Have you ever seen anything like that happen? Me neither. Closest I ever came involved a racoon that had been killed by a car. It came back to life at a most opportune moment. Like when I was close to it. And man was that 'coon ticked off!

Anyway, that kind of stuff just doesn't happen. None of us have ever seen somebody come back to life after having been dead for three days. But we believe Jesus did it, and we stake our hope on it.

Flash back to 1980. I was in Systematic Theology class in seminary, and my haggard heart was stirring inside. The professor was expounding on how Jesus didn't really have to come out of his grave. How the resurrection "story" was simply a "myth" that explained "the experience of the risen Christ in our hearts."

Now, a myth, according to Webster's, is "a usually traditional story of ostensibly historical events that serves to unfold part of the world view of a people or explain a practice, belief, or natural phenomenon." In other words, an untrue story that gets passed down over the years in order to justify some irrational belief that people have. So, according to what I was hearing, Jesus did not really come back from the dead. It's just a story that has been told that explains the good feeling we have inside as believers.

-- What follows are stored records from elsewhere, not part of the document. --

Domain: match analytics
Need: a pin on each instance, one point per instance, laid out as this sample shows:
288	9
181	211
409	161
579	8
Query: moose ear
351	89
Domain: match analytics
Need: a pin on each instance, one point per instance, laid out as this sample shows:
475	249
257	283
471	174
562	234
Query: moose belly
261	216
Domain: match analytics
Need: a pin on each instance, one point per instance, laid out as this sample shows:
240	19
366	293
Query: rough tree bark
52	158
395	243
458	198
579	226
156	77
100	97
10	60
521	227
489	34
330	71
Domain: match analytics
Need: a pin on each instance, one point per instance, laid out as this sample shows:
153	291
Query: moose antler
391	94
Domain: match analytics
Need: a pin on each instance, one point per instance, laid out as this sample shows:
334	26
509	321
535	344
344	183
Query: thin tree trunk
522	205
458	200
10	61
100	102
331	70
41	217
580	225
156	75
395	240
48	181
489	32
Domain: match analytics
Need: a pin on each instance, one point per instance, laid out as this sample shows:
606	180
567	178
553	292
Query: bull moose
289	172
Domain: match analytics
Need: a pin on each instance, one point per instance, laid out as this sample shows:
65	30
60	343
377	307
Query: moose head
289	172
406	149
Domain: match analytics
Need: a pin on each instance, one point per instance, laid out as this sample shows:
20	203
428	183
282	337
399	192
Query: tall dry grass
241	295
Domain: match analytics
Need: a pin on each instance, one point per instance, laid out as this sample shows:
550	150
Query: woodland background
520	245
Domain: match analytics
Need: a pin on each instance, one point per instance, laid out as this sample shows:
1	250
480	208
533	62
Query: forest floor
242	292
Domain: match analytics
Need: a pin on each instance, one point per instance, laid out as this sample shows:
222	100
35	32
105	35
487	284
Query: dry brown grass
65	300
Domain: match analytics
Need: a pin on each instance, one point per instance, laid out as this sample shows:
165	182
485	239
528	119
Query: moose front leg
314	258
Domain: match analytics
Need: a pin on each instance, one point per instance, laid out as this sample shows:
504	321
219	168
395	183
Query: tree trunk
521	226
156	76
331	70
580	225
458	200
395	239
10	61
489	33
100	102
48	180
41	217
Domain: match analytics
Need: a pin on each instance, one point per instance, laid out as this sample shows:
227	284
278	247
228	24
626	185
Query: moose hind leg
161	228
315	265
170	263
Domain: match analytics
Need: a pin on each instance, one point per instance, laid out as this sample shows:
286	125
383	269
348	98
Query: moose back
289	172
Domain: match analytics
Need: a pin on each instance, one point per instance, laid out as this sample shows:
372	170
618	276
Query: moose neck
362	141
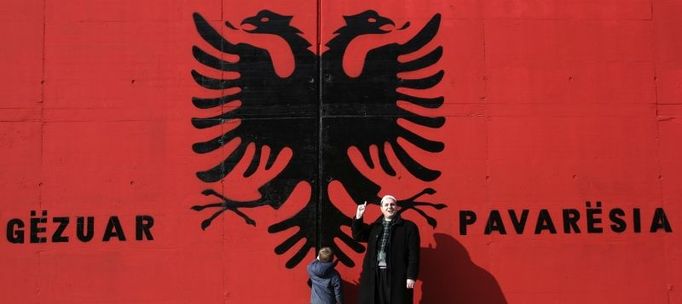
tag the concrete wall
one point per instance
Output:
(560, 167)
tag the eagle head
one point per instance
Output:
(267, 22)
(368, 22)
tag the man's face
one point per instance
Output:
(389, 208)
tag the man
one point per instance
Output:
(391, 264)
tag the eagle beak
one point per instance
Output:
(387, 25)
(249, 25)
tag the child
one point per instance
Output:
(325, 280)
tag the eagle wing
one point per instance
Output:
(256, 96)
(379, 90)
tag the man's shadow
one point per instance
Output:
(449, 276)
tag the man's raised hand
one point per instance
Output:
(361, 210)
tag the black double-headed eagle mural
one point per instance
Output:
(318, 113)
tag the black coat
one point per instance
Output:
(403, 258)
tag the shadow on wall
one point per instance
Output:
(350, 291)
(449, 276)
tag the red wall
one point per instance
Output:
(548, 104)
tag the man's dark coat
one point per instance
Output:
(403, 258)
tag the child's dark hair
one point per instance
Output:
(326, 254)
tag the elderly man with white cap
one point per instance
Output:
(391, 263)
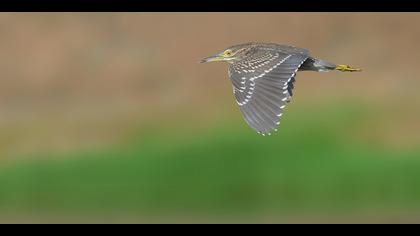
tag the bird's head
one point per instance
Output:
(231, 54)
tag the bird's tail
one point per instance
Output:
(346, 68)
(315, 64)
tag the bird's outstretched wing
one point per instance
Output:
(262, 86)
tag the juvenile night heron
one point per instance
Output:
(263, 74)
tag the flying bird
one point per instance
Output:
(263, 76)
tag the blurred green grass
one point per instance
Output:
(307, 166)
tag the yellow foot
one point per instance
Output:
(346, 68)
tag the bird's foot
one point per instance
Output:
(346, 68)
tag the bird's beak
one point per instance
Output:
(217, 57)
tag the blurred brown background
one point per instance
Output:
(64, 72)
(76, 82)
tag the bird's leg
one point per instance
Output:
(346, 68)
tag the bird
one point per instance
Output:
(263, 77)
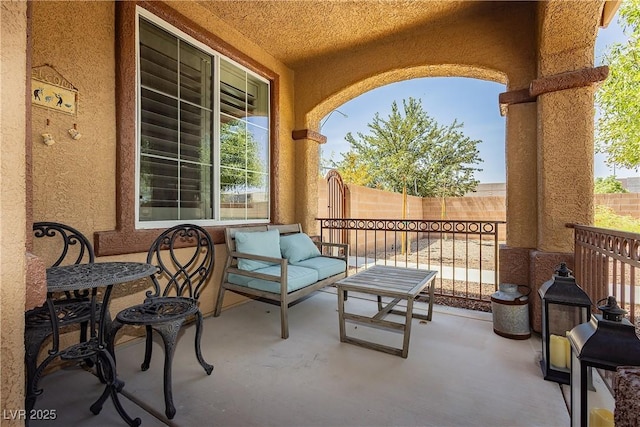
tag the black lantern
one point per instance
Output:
(598, 347)
(564, 305)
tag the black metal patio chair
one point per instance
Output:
(64, 245)
(184, 257)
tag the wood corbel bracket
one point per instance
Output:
(308, 134)
(562, 81)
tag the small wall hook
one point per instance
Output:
(75, 134)
(47, 138)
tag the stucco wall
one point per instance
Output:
(496, 44)
(13, 45)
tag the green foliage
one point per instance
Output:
(618, 126)
(240, 157)
(605, 217)
(608, 185)
(410, 148)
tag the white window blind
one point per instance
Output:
(178, 162)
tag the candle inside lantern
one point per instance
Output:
(557, 351)
(600, 417)
(568, 351)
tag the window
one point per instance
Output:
(203, 133)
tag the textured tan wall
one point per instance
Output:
(497, 44)
(565, 165)
(74, 180)
(13, 46)
(521, 173)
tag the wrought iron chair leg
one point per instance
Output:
(169, 334)
(34, 338)
(111, 390)
(207, 368)
(147, 349)
(219, 300)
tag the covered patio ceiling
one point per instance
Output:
(297, 31)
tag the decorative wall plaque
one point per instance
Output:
(50, 90)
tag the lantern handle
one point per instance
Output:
(562, 270)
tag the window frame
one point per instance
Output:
(125, 238)
(216, 56)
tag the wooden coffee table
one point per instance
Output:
(398, 283)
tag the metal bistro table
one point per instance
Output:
(92, 276)
(399, 283)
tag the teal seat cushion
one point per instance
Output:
(325, 266)
(237, 279)
(297, 278)
(265, 243)
(298, 247)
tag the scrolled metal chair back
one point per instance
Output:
(70, 245)
(184, 257)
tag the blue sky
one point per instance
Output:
(470, 101)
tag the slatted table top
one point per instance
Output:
(388, 281)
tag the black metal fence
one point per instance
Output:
(465, 253)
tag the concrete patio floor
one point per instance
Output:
(458, 373)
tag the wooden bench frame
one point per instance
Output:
(283, 298)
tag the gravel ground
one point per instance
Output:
(460, 253)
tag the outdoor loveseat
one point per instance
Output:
(279, 264)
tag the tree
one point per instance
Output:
(608, 185)
(410, 149)
(618, 127)
(241, 166)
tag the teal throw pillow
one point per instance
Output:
(265, 243)
(298, 247)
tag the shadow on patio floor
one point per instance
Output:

Well, I couldn't sit still on that. The professor made the mistake of answering my raised hand, and I proceeded to mess up his lesson plan for the next forty minutes. My basic stance, mixed into lots of great theological arguments, was simple. If Jesus did not come bodily out of that grave, if it's just a mythical story, then I have nothing to believe in. I might as well go back to being a mechanic, and live a good heathen lifestyle.

There are some basic things that I know for a fact about this story. Like how twelve... no, forty... no, hundreds of people suffered horrible tortures and deaths because they insisted they saw and talked to and touched Jesus after he had been killed and buried. There's a simple principal of law that holds to today, "One witness is not enough to convict anyone accused of any crime or offense they may have committed. A matter must be established by the testimony of two or three witnesses." (Deuteronomy 19.15) So in my haggard mind, if a matter is established by hundreds, it must be true.

And that brings me to my point. Our faith is not groundless. My definition of faith: "Faith is when you choose to believe and follow something that your brain says can't be true." In all appearances and experience, people don't come back from the dead.  My brain says it can't be true. But the bodily resurrection of Jesus Christ was established by hundreds of eye witnesses. So my brain also says that it MUST be true. So I choose to believe it, and stake my life and hopes and dreams on it.